Figure 1. A multi‐omics approach reveals characteristic features of residual organoids in vitro and their metabolic resemblance to tumor organoids.

Figure 1

  • A
    Representative immunofluorescence staining of normal, tumor, and residual 3D organoids grown from primary mammary cells of a preclinical mouse model of breast cancer (Materials and Methods). Similar morphology of normal and residual organoids shown on the left with polarity markers ITGA6 (red), ZO‐1 (green), GM‐130 (magenta); DAPI (blue). Right: human MYC oncoprotein (green) is expressed only in tumor cells, CDH1 (red). Scale bar: 25 μm.
  • B, C
    Principal component (PC) analyses of normal (blue), tumor (orange), and residual (green) cells based on (B) RNA sequencing data (normal, n = 8; tumor and residual, n = 4 each) and (C) lipidomic data (n = 4).
  • D
    Heat map of untargeted metabolomics results showing the clustering of the normal—wild‐type (dark blue), normal—uninduced (light blue), tumor (yellow), and residual (green) populations and the most altered metabolic pathways (n = 4). Hierarchical clustering was based on the complete linkage method using the Euclidean distance metric. Significance is defined as a false discovery rate < 0.05 vs the normal population, calculated using unpaired two‐sided t‐tests and adjusted for multiple hypothesis testing according to Storey's and Tibshirani's method (Storey & Tibshirani, 2003) (Materials and Methods).
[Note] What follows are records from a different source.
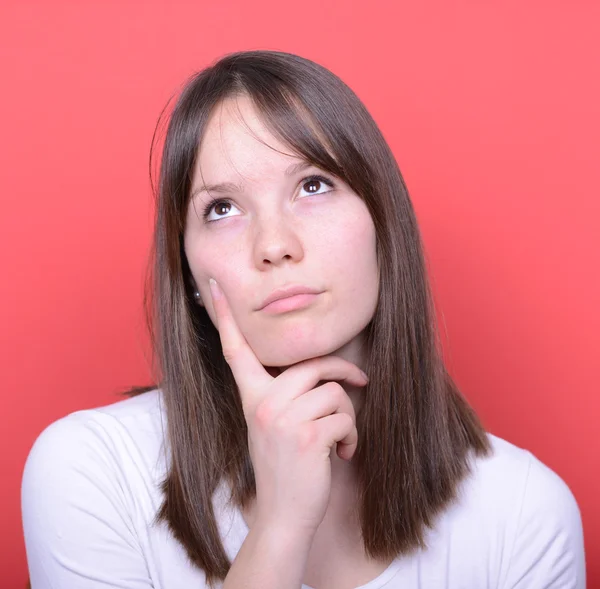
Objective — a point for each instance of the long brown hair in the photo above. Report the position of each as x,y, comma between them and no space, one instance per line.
416,431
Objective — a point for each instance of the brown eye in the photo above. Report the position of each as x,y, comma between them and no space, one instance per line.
222,208
312,183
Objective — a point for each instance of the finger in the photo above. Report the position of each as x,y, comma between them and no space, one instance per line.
340,428
319,402
301,377
247,370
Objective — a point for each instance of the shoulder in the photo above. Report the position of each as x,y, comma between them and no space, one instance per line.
97,440
89,487
516,473
538,514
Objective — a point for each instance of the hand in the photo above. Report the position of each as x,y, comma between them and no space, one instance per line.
292,426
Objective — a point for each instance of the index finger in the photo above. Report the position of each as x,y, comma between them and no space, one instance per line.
247,369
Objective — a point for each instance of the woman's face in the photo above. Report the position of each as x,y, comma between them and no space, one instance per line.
279,229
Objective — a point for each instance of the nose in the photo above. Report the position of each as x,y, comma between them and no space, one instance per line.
276,242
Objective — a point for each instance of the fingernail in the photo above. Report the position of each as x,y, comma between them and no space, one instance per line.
214,289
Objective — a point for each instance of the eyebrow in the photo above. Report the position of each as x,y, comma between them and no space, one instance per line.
225,187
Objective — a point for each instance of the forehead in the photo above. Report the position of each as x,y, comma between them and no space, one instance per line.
232,144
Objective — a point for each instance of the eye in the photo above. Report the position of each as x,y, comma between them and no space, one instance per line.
221,208
317,181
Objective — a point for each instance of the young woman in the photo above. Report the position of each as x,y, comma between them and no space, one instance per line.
287,264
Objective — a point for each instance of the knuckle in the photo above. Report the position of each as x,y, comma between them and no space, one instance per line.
282,424
264,414
336,390
307,437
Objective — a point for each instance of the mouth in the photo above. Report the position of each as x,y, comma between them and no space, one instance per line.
287,292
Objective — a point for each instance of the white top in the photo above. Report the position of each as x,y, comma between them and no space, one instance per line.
90,493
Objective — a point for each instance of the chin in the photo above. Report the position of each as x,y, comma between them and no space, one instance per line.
293,351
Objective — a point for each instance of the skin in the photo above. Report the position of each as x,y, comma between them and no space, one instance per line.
283,230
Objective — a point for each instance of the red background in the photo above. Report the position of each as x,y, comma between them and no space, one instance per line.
492,109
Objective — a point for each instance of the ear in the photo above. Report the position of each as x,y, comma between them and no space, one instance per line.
195,291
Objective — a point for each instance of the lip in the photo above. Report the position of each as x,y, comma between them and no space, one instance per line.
288,291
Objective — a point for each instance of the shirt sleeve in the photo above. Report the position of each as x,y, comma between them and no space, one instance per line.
77,526
548,552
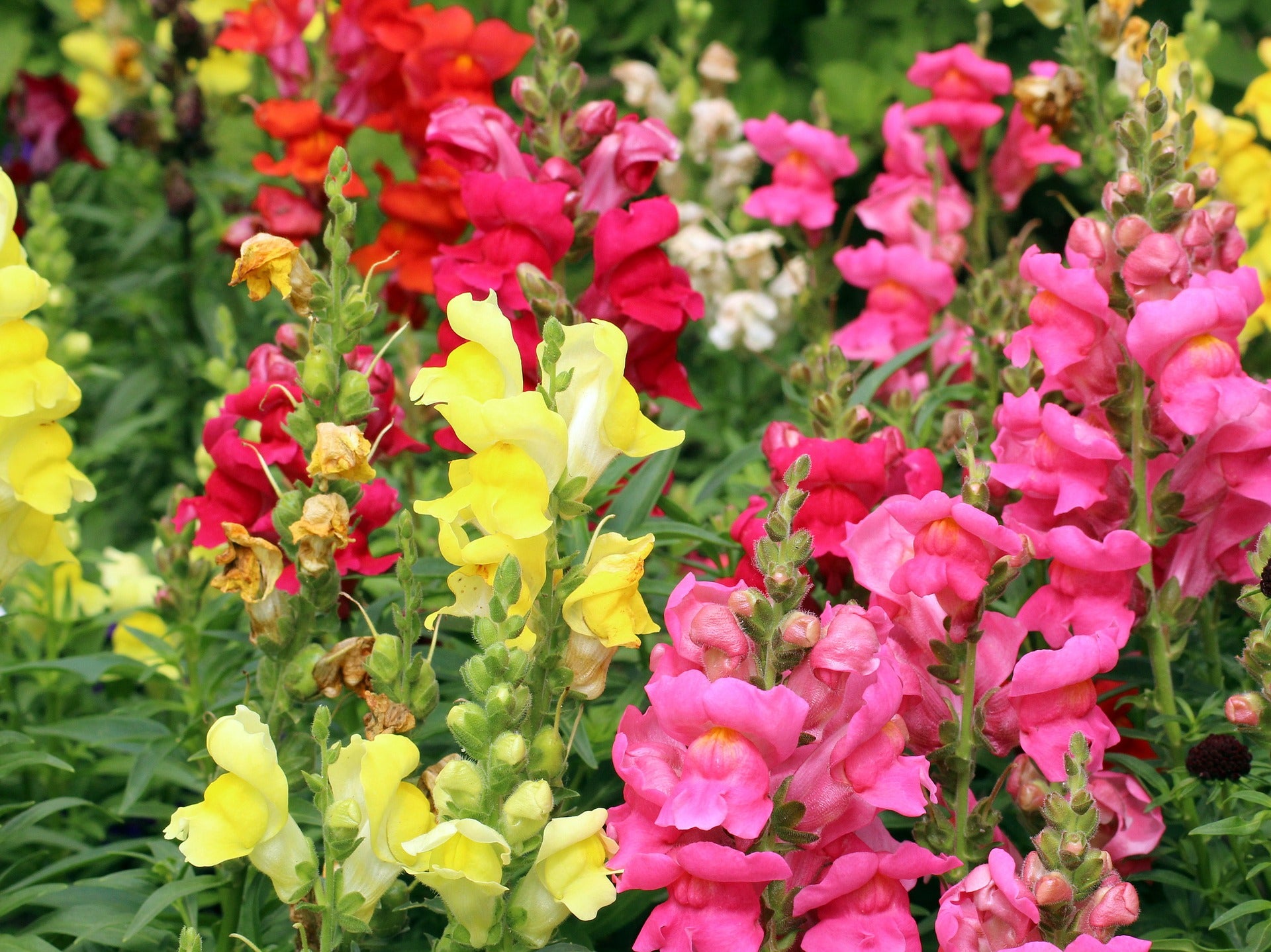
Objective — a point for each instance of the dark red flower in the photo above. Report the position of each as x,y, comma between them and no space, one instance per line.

PPP, pentose phosphate pathway; TCA, tricarboxylic acid cycle; OXPHOS, oxidative phosphorylation; AA, amino acids.
  • E
    Principal component analysis of normal and WT (blue), tumor (orange), and residual (green) populations based on intracellular metabolomics targeted at central carbon metabolism (n = 8 each; WT n = 2).
  • F
    Selection of the most profoundly altered metabolites in extracellular spent growth medium from normal (normal and WT, n = 4 and n = 2, respectively), tumor (n = 4), and residual (n = 4) populations, based on metabolomics analysis targeted at central carbon metabolites. Values represent metabolite abundance levels as quantified by the area under the curve (AUC) of the marker fragment ions/transitions for each metabolite. Statistics were calculated using the limma package in R (Ritchie et al, 2015). Significant results (marked with *) correspond to a Benjamini–Hochberg‐adjusted P‐value ≤ 0.05 (residual or tumor compared to normal). ns, not significant. Box plots: midline, median; box, 25–75th percentile; whisker, minimum to maximum.

Data information: (A–F), Number of replicates corresponds to individual mice used to derive organoids. (B, C, E) Centroids represent the mean, and concentration ellipses represent one standard deviation (level = 0.68) of an estimated t‐distribution based on the first two principal components.